La gallina non c'è. L'hanno cantata tante volte da non poterne più e l'hanno espunta dalla scaletta. Non mancano gli altri gioielli di musica e surrealismo, con cui hanno scritto pagine di storia della comicità italiana. Cochi e Renato non hanno perso lo smalto. Lo dimostrano in Nuotando con le lacrime agli occhi, spettacolo di canzoni e ragionamenti, con cui sono in scena al teatro Smeraldo fino a domenica. Lo spettacolo esprime l'essenza del cabaret rielaborandola per adattarla ad uno spazio più ampio: sul piccolo palco del Derby, per divertire al duo bastavano una chitarra e una sedia; sulla piazza d'armi dello Smeraldo c'è spazio per mostrare tutti gli oggetti di scena e per nascondere dietro un tendone la band dei Goodfellas.
Cochi e Renato - che portano i loro quasi settant'anni con le rotondità del caso - entrano cantando Cosa aspettate a batterci le mani?, picchiando su grancassa e piatti. Presentando alla stampa lo spettacolo avevano detto che non si sarebbero agganciati all’attualità; invece, la cronaca è presente.
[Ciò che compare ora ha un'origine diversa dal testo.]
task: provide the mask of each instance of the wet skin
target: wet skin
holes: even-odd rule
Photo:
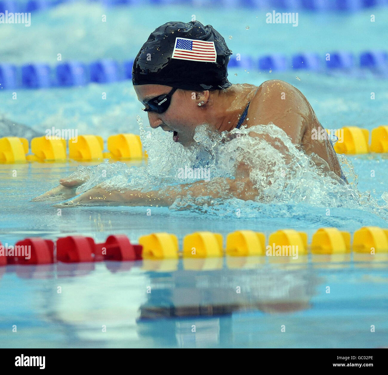
[[[158,85],[134,87],[138,99],[144,104],[149,99],[167,93],[171,88]],[[178,90],[173,94],[170,106],[165,112],[146,113],[152,128],[160,127],[165,131],[171,131],[171,137],[177,133],[177,141],[184,146],[189,145],[194,142],[194,130],[199,125],[208,124],[215,131],[220,132],[235,128],[248,102],[250,104],[248,115],[242,126],[246,125],[249,128],[258,124],[273,123],[284,131],[298,149],[311,156],[317,165],[320,168],[323,166],[324,171],[340,176],[339,162],[330,141],[312,139],[312,130],[315,129],[319,131],[320,127],[323,127],[311,106],[299,90],[284,81],[267,81],[258,87],[248,84],[232,85],[224,92],[218,90],[191,92]],[[254,132],[250,132],[249,135],[263,137]],[[270,137],[266,140],[273,142]],[[237,170],[238,175],[235,179],[225,178],[221,181],[224,184],[225,196],[234,196],[244,200],[254,199],[258,192],[249,178],[248,166],[240,164]],[[239,181],[244,183],[242,189],[237,187]],[[83,182],[74,180],[71,176],[62,179],[59,187],[36,199],[50,196],[71,198],[74,196],[76,188]],[[188,194],[194,198],[220,196],[219,192],[209,189],[205,181],[180,185],[180,188],[168,188],[163,192],[145,193],[128,190],[107,191],[97,186],[63,205],[91,204],[168,206],[177,197]]]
I chiamati all'appello sono Prodi, Berlusconi, Massimo Cacciari, Cristiano Malgioglio, Lapo Elkann. Con garbo - segreto della vera ironia - ai due basta solo pronunciarne il nome quando il contesto dei loro ragionamenti si fa improbabile e surreale. E il teatro scoppia di applausi. Ad un certo punto sembra scoppiare di fumo: è il momento di Nebbia in Val Padana, e l'effetto scenico è l'unica concessione alla specialità. Per il resto, l'evocazione comica viene da piccole cose: Renato che imbraccia un contrabbasso come fosse una chitarra, o che si inchina come un chierichetto davanti al sodale in veste di prelato. Cochi che nuota in tre bacinelle d'acqua per cantare Sono timido, storia di immigrazione clandestina. Renato, ancora, che gli guarda i piedi nudi e gli dice: «Sono bellissimi. Non capisco perché ti ostini ad andare in giro con le scarpe».
I ragionamenti legano l'una all'altra le canzoni, tra cui le hit E la vita e La canzone intelligente. Quasi tutte sono firmate da Enzo Jannacci (nel Capitano cappottato c'è lo zampino del grande Felice Andreasi), puntelli di uno show che, a chi ha più di sessant'anni (molti, in platea), ricorda i tempi eroici. E a tutti spiega che per ridere non serve la battuta ad effetto.